A singular poet
Nobel laureate Louise Glück, delivering Doft Lecture, recalls Judaism of her youth, shares details from her writing life
Creative process and Jewish tradition were central to a lively conversation last Tuesday, as Nobel Prize-winning poet Louise Glück delivered the Center for Jewish Studies’ annual Doft Lecture. The poet was welcomed to Harvard by David Stern, director of the center and a professor of comparative literature, and John Coogan University Professor of Humanities Stephen Greenblatt.
Following Stern’s introduction, Greenblatt discussed the push and pull of Judaism in his own life. Seeing something of this “enigmatic relationship” in Glück’s work, he spoke of the weight of Judaism’s cultural and literary inheritance. Finally, admitting that he might be reaching too far to try to connect Glück’s work with religion, he praised the Cambridge-based poet for the achievement and intensity of her art. “It is she who is doing us a singular mitzvah,” Greenblatt said.
Glück, whose paternal grandparents were Hungarian Jews, responded that some of her work does engage with the inheritance noted by Greenblatt. The father of the twin infant protagonists of her new work of short fiction, “Marigold and Rose,” for example, is only half Jewish, but “has been afflicted with the full complement of Jewish guilt.”
Glück proceeded to read a selection of her work, from some of her earliest poems through “Marigold and Rose.” “Legend,” from the 1985 collection “The Triumph of Achilles,” seems to reference her family’s experience directly:
My father’s father came
to New York from Dhlua:
one misfortune followed another.
In Hungary, a scholar, a man of property.
Then failure: an immigrant
rolling cigars in a cold basement.… in such a world, to scorn
privilege, to love
reason and justice, always
to speak the truth —which has been
the salvation of our people
since to speak the truth gives
the illusion of freedom.
Kicking off the question-and-answer session, Greenblatt asked the poet about her experience of Judaism as a child.
“Did you go to shul? Did you go to Hebrew school?”
“Briefly, all of it,” Glück said, describing herself as “a child who had many lessons.” However, unlike her piano, flute, and ballet lessons, the religious teaching didn’t stick. A student who was “not good at languages” was not going to excel at Hebrew school.

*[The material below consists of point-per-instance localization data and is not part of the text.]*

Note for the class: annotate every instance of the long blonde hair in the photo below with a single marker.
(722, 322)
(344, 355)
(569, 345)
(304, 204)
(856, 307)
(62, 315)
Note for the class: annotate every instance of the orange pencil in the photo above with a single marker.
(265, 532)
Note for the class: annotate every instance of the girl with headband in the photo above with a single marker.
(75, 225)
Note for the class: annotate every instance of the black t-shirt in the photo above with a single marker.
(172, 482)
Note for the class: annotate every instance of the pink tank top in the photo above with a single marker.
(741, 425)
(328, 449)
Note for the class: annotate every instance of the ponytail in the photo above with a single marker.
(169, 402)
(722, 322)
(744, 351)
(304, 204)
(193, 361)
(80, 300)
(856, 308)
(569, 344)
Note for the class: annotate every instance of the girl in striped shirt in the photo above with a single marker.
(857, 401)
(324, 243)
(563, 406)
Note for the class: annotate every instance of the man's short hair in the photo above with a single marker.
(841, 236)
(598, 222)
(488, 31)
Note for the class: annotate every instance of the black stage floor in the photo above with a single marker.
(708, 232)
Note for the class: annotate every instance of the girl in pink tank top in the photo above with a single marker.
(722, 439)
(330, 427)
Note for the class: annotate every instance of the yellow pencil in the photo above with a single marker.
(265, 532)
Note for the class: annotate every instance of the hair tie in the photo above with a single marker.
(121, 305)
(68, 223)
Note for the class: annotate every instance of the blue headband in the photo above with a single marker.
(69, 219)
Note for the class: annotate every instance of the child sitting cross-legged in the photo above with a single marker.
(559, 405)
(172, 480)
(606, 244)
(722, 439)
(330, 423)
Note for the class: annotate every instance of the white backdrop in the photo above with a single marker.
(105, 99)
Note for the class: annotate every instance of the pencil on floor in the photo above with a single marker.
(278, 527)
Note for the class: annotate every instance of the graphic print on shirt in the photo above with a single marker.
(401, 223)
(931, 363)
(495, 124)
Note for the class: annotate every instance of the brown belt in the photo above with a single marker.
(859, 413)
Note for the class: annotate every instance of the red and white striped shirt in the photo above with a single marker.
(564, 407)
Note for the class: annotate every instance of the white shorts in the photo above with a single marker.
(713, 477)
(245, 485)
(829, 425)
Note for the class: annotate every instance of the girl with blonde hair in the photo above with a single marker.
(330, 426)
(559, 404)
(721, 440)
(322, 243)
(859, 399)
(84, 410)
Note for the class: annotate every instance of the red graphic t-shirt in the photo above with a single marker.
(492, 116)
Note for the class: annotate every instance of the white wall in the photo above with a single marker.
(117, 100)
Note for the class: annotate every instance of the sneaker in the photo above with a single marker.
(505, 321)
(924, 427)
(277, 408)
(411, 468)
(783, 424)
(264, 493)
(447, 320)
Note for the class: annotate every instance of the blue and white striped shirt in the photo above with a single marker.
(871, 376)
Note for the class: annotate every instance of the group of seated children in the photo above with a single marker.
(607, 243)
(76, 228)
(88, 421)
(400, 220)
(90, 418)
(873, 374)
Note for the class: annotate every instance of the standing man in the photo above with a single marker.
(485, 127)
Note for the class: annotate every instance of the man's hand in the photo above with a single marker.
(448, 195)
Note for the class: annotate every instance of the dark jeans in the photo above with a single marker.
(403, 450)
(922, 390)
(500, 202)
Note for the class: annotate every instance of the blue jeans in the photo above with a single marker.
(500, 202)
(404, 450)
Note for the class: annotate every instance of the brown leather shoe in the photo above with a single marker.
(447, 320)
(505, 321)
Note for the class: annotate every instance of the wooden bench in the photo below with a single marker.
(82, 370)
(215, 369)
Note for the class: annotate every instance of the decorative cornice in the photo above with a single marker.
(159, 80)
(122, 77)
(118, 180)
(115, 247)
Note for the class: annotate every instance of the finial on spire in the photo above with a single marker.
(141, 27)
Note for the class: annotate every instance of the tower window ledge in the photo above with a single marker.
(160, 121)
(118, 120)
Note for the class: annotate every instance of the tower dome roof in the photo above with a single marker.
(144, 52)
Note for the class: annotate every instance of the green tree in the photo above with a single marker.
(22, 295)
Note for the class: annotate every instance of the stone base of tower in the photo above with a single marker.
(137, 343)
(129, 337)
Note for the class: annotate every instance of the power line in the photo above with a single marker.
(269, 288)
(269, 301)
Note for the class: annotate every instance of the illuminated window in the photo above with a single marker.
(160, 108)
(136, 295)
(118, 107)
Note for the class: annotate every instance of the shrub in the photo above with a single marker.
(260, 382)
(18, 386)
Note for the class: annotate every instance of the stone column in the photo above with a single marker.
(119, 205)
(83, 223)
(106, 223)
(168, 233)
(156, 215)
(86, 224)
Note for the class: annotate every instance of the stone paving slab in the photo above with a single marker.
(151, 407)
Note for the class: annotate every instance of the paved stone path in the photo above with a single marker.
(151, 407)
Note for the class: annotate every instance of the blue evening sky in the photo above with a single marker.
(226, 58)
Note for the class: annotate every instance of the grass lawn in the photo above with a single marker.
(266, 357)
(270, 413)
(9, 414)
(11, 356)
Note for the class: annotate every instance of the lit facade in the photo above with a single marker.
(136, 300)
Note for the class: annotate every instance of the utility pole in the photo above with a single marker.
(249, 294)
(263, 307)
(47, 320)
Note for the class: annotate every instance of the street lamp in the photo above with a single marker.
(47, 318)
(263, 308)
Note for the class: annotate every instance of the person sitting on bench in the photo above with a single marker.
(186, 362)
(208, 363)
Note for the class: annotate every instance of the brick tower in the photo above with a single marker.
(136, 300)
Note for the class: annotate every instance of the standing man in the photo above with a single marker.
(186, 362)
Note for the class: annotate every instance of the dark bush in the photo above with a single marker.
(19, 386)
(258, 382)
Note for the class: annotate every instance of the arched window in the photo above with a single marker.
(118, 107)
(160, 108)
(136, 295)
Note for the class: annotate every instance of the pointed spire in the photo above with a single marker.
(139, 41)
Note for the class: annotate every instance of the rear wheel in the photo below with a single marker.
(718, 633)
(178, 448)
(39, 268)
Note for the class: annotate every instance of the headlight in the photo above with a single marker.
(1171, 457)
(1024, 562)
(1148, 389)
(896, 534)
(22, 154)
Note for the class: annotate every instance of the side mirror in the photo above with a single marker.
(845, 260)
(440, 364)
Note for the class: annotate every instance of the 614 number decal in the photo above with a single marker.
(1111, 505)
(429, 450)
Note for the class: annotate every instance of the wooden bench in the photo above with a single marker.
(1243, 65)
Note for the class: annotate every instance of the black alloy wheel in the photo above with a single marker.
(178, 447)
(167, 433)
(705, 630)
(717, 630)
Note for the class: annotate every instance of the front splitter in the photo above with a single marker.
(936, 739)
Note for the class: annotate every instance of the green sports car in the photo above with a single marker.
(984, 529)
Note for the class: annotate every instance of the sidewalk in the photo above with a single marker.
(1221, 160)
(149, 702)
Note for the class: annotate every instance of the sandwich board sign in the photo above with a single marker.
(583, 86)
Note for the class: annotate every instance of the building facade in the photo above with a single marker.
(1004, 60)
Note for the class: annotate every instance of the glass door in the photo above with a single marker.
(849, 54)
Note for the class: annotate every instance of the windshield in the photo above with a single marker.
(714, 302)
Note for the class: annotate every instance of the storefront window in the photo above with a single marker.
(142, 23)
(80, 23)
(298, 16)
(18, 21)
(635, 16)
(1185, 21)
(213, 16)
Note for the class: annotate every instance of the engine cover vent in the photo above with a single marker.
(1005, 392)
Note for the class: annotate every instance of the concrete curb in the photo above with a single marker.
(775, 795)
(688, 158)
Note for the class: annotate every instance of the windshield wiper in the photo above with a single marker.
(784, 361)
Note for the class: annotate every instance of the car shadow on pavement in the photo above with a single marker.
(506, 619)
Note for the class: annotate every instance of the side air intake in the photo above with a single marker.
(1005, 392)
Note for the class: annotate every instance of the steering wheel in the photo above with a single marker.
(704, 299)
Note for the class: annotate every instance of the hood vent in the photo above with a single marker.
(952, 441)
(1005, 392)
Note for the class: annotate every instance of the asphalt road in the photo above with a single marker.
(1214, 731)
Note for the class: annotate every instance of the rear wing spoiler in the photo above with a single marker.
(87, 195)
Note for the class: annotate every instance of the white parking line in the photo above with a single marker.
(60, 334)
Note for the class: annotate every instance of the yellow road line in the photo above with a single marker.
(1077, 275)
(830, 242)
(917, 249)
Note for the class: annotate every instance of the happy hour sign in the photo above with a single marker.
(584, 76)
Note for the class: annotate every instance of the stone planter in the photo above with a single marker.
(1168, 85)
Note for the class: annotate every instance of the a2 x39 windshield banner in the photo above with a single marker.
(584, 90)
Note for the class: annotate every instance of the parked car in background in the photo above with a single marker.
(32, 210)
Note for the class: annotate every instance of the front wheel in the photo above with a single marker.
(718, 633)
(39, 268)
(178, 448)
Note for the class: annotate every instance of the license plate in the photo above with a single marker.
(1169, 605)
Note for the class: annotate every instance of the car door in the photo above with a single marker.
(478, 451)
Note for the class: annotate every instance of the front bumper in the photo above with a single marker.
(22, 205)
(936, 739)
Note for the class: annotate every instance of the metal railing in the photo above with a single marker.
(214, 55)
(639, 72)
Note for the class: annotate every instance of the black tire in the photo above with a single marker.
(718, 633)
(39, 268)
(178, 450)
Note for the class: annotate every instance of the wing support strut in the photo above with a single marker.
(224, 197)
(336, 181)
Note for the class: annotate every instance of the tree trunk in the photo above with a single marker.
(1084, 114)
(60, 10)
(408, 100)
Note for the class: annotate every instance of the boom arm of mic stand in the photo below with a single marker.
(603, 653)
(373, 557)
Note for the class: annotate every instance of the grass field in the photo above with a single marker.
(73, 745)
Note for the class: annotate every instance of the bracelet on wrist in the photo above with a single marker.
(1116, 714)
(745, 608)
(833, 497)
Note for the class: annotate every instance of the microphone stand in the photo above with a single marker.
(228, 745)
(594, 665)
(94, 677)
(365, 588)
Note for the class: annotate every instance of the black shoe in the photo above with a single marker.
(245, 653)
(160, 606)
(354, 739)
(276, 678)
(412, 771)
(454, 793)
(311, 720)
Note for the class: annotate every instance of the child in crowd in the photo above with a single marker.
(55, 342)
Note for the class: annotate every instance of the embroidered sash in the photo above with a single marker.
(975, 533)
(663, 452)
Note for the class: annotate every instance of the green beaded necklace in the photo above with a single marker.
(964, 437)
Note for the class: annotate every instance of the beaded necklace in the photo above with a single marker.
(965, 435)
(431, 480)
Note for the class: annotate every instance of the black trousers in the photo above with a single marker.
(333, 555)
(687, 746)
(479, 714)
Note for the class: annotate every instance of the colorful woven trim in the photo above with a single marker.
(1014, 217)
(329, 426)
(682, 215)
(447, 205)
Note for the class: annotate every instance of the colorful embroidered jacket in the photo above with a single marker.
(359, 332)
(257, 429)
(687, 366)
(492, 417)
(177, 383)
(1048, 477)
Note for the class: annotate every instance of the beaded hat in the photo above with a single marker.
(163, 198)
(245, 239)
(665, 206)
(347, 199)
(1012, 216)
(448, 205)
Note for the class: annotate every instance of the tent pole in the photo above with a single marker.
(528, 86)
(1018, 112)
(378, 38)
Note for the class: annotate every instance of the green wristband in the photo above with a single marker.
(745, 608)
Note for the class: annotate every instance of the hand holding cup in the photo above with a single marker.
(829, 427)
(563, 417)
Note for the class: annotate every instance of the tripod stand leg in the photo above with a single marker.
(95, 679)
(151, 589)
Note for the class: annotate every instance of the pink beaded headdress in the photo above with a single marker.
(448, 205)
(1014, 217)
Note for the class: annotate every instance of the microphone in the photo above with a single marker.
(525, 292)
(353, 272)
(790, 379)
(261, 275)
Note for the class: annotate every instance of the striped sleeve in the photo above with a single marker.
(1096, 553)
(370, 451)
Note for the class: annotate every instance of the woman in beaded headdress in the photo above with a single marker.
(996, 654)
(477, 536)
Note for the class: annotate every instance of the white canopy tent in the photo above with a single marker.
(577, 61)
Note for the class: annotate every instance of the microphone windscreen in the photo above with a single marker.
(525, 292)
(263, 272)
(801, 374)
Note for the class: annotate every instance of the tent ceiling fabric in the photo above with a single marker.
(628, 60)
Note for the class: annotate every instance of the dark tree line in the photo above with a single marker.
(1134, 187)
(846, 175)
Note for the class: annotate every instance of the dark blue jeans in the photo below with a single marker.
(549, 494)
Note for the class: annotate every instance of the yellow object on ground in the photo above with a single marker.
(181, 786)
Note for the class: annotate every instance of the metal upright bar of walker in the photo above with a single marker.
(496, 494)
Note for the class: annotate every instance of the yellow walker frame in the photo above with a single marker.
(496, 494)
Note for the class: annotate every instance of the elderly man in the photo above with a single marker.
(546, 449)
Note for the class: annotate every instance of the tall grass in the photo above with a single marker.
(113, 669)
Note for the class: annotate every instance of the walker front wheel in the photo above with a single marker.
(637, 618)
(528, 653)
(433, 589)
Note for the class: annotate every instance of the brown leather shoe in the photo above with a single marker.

“This was deeply troubling to me,” she continued, “so I tried being the worst at it.”
Although Glück failed in her effort to become the terror of the classroom (only succeeding in “being unpleasant”), her parents eventually gave in and allowed her to quit. Away from school, she attended High Holy Day services and fasted on Yom Kippur, the Day of Atonement, “sometimes.”
“It wasn’t so much that I was repelled by Judaism but that I was repelled by family,” Glück said. “I did not want to be a member of the family in which I was born, and I felt religion to be an emblem of that family.”
Questions from the audience focused on composition. But if anyone hoped to learn of an organized system that could be duplicated, they were out of luck.
“Every single poem has its own story,” Glück said. “Some take three minutes. Some take years.”
Nor does she follow a strict writing regimen. “I don’t sit at my desk and engage in my practice,” she said. That is not to say she never tried, only that she found the effort unproductive. “The anxiety was worse than the anxiety of doing nothing,” she said.
On the topic of revision, she acknowledged occasional frustration. “Sometimes I realize a poem is nowhere near finished, but I’ve played all my cards,” she said. Among other tactics, she might change the syntax: “It will jar the poem. Maybe.” Beyond that, listening to readers or adding another voice sometimes helps, she said.
She also relies on time and experience. “When I was young, I always had a sense of when something was done. I didn’t always have a sense of when something was good.”